While tighter credit conditions are expected to slow the pace of economic activity, the housing sector is already operating under tight credit, Fratantoni noted.

The MBA doesn’t expect the tight credit headwind to outweigh the benefits from somewhat lower mortgage rates. The housing market is likely pulling the economy out of this slowdown, as it typically does, the MBA said.

Looking ahead, Hale expected the rest of May to be a rocky ride for interest rates, including mortgage rates. 

“The Fed continues to remain vigilant, watching for signs that financial sector stresses have impacted the real economy.
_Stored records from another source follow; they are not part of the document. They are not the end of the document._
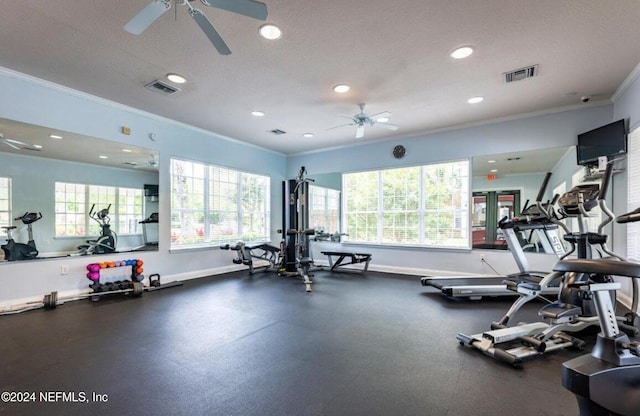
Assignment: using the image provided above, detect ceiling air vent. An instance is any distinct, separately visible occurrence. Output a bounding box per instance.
[144,79,180,95]
[502,65,538,84]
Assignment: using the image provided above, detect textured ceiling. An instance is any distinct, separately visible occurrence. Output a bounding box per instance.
[0,0,640,154]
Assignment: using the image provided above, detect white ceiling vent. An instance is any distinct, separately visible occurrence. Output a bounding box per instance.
[144,79,180,95]
[502,65,538,84]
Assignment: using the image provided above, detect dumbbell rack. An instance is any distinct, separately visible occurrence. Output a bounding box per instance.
[0,259,182,315]
[87,259,144,294]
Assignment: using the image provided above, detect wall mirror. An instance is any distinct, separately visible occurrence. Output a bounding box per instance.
[471,147,579,252]
[0,119,158,262]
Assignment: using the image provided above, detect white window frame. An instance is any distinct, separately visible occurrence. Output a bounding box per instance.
[342,159,471,249]
[309,185,342,234]
[0,177,13,227]
[625,126,640,261]
[170,158,271,249]
[54,182,144,238]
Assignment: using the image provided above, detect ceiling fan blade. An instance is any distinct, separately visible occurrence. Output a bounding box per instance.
[375,121,399,130]
[3,139,22,150]
[327,123,353,130]
[189,9,231,55]
[200,0,267,20]
[124,0,171,35]
[369,111,391,120]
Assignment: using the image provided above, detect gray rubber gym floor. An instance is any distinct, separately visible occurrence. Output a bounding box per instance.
[0,272,591,416]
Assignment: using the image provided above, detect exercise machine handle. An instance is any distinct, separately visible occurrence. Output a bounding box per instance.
[536,172,552,201]
[598,161,613,199]
[616,208,640,224]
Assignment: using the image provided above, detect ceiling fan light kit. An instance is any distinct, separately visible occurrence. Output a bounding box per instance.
[124,0,267,55]
[327,103,398,139]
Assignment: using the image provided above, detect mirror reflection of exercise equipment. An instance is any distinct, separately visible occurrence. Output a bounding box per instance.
[78,204,118,255]
[471,191,520,250]
[135,212,159,251]
[2,212,42,261]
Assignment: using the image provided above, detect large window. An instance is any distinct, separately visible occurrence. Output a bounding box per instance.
[0,178,12,227]
[309,185,341,234]
[55,182,144,237]
[171,159,271,247]
[343,161,469,247]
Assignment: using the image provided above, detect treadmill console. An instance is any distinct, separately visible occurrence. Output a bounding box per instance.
[558,184,600,215]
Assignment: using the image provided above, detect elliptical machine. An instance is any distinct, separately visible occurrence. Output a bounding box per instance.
[456,164,638,365]
[554,201,640,416]
[2,212,42,261]
[78,204,118,255]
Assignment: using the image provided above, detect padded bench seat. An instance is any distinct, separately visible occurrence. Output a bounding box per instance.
[322,251,371,274]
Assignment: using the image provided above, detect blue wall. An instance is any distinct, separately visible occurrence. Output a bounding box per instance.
[0,60,640,303]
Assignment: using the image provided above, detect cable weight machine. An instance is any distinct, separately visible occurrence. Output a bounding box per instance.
[278,166,315,292]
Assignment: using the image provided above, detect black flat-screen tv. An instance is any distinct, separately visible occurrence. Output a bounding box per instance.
[577,119,627,165]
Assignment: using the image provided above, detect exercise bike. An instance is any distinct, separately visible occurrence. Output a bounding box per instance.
[78,204,118,255]
[554,204,640,416]
[2,212,42,261]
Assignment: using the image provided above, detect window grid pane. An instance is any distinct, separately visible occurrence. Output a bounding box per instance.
[171,159,271,247]
[343,160,470,247]
[117,188,144,235]
[55,182,144,237]
[309,185,340,234]
[55,182,87,237]
[0,178,12,227]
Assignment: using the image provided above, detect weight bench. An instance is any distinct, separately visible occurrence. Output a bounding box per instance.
[322,251,371,274]
[220,242,280,274]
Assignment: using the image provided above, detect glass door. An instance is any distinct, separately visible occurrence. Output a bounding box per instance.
[471,191,520,250]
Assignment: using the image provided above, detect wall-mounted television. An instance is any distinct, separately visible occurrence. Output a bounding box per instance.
[577,119,627,165]
[144,184,158,197]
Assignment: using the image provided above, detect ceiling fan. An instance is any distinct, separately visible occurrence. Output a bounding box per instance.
[124,0,267,55]
[327,103,398,139]
[0,133,40,152]
[123,155,158,169]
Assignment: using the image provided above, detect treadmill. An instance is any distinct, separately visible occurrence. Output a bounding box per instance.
[420,172,569,300]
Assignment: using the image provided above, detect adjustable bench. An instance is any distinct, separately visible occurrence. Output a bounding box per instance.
[220,242,280,274]
[322,251,371,274]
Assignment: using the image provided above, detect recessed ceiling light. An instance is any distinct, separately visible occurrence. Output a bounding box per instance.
[258,23,282,40]
[167,74,187,84]
[449,46,473,59]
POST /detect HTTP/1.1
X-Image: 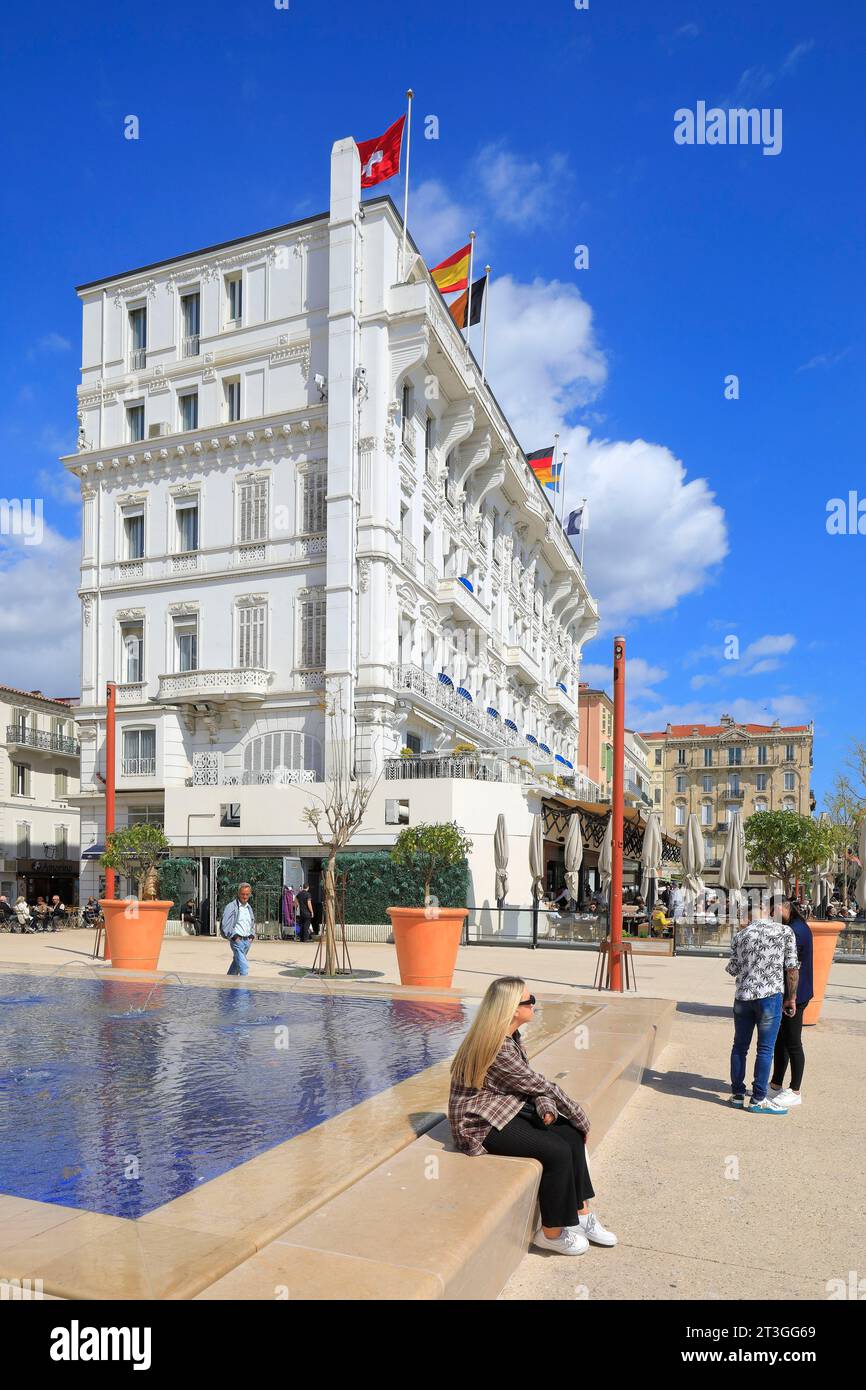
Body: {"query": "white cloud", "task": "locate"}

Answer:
[475,142,570,231]
[0,525,81,695]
Most likely, this factor will remain a wild card for the next few meetings, as data continue to roll in,” Hale said.

If the Fed does raise rates again next month, home buyers will be scared of purchasing for several reasons, Dutch Mendenhall, founder at RAD Diversified REIT, noted.

Because there is still a relative low inventory of houses for sale, higher interest rates with higher home prices mean buyers may not find the house they want in the current price range. 

“Additionally, higher rates create higher debt-to-income ratio calculation, resulting in qualifying for lower mortgage amounts,” Mendenhall said. 

However, a higher interest rate environment can provide more opportunity for cash buyers. 

“Without having to worry about interest rates, cash buyers can be very attractive to sellers, as they know they can go to closing quickly, and as a result, cash buyers can find themselves in a much better position to negotiate a better sale price,” he noted. 

Regardless of whether mortgage rates will trend down or enter into a recession, potential buyers have a window of opportunity, Jerimiah Taylor, vice president of real estate and mortgage services at OJO, said.

“The spring market has been hotter than expected in many markets, and if you add the fuel of lower rates on what’s already happening, expect prices and competition to increase quickly,” Taylor said.